Initially I tried to use the `joblib` package and run the function in the cell above in parallel. Note that I imported `joblib` the last one. This is **IMPORTANT** when using linux. Packages like `numpy, scipy or pandas` link against multithreaded OpenBLAS libraries. In other words, if you import them afterwards, `joblib` will not run, or will do it very slow and not using all cores. There are a few [ways around](https://stackoverflow.com/questions/15639779/why-does-multiprocessing-use-only-a-single-core-after-i-import-numpy), but the easiest one is simply to import joblib after having imported all other required packages (sometimes works, sometimes does not). However, **I have never managed to run it in a jupyter notebook in linux** (I am on an EC2 instance on AWS). Maybe is the environment, I don't know. 

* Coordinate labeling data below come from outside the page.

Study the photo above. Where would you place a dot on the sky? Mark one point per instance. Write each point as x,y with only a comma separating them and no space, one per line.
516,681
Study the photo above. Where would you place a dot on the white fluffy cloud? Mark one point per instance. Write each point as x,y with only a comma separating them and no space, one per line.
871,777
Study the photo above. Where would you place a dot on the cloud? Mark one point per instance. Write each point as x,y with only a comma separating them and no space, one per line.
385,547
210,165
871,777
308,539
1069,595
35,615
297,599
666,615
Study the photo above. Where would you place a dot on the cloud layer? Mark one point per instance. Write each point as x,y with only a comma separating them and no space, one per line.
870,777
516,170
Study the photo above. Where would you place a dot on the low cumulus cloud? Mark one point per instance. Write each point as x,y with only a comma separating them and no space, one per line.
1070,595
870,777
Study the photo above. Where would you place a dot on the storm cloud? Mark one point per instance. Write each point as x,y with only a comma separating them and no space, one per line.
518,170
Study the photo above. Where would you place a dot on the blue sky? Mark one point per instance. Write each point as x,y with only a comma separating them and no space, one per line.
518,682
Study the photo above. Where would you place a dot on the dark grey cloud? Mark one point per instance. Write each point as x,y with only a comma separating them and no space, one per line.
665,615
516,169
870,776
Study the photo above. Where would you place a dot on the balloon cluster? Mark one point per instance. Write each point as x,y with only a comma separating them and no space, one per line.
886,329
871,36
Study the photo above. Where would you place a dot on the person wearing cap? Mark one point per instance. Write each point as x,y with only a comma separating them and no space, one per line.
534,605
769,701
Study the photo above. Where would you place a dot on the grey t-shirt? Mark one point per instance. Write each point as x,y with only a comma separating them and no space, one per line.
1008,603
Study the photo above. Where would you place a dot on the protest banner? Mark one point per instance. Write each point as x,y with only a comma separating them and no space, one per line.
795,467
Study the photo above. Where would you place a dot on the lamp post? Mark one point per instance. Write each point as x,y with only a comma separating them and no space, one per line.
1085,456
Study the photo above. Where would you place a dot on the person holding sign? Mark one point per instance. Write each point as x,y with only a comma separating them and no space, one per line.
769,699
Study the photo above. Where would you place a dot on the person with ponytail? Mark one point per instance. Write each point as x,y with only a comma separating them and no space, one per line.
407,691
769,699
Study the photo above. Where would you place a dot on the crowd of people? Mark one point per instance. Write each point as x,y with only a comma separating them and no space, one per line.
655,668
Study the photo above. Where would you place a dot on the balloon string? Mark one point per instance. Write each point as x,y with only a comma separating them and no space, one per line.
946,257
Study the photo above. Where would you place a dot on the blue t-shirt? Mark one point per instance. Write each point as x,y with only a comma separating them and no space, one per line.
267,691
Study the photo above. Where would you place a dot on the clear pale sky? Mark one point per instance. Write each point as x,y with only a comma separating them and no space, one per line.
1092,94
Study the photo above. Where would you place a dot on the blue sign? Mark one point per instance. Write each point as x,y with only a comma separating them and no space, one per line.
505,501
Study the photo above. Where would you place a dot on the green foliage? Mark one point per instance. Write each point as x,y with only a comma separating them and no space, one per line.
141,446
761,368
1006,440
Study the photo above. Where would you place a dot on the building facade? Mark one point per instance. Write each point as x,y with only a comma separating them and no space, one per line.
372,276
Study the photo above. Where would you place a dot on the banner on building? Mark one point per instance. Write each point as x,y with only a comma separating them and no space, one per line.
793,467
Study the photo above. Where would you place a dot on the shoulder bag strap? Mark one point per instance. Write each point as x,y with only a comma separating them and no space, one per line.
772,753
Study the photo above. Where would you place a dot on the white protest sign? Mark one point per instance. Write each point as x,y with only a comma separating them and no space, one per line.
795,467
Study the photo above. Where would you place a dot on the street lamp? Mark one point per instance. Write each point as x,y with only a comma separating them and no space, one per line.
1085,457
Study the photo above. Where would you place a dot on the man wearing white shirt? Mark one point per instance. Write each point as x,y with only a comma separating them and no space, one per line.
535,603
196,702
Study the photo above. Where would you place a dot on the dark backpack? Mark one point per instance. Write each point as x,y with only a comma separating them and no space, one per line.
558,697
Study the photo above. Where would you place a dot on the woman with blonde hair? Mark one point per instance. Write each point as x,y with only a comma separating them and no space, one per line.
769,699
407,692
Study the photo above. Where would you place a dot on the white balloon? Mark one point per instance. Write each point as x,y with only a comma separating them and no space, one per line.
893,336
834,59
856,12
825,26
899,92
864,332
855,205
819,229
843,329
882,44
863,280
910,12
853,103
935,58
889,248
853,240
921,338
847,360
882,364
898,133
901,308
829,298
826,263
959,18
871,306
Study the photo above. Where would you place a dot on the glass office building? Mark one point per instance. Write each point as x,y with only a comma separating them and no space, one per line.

Eventually I decided to use `multiprocessing.Pool`

In [11]:
start = time()
cores = multiprocessing.cpu_count()
pool = multiprocessing.Pool(cores)
all_users = list(interactions_valid_dict.keys())
recommend_coupons = pool.map(build_recommendations, all_users)
print(time()-start)

302.82322239875793


Let's see how this technique performs

In [12]:
recommendations_dict = {k:v for k,v in recommend_coupons}
actual = []
pred = []
for k,_ in recommendations_dict.items():
    actual.append(list(interactions_valid_dict[k]))
    pred.append(list(recommendations_dict[k]))

result = mapk(actual, pred)
print(result)

0.019374116349816513


Okay, so this is just slightly better than "most popular" recommendations. As I mentioned in the beginning, kNN CF is not the best technique for this problem. 

However, I can tell you that for scenarios where one has to recommend products in stock to existing customers, Collaborative Filtering is almost *always* my go-to recommendation algorithm. It normally performs really well and there are kNN implementations in [python](https://github.com/spotify/annoy) that are really fast and ready for production (apart from, of course, the `sklearn` one). Therefore, if I faced a problem where I need to recommend existing and new products and I can afford it, I will probably build two algorithms: one based on CF for the existing products with recorded interactions/ratings, and another one based purely on features for new products (or a hybrid version).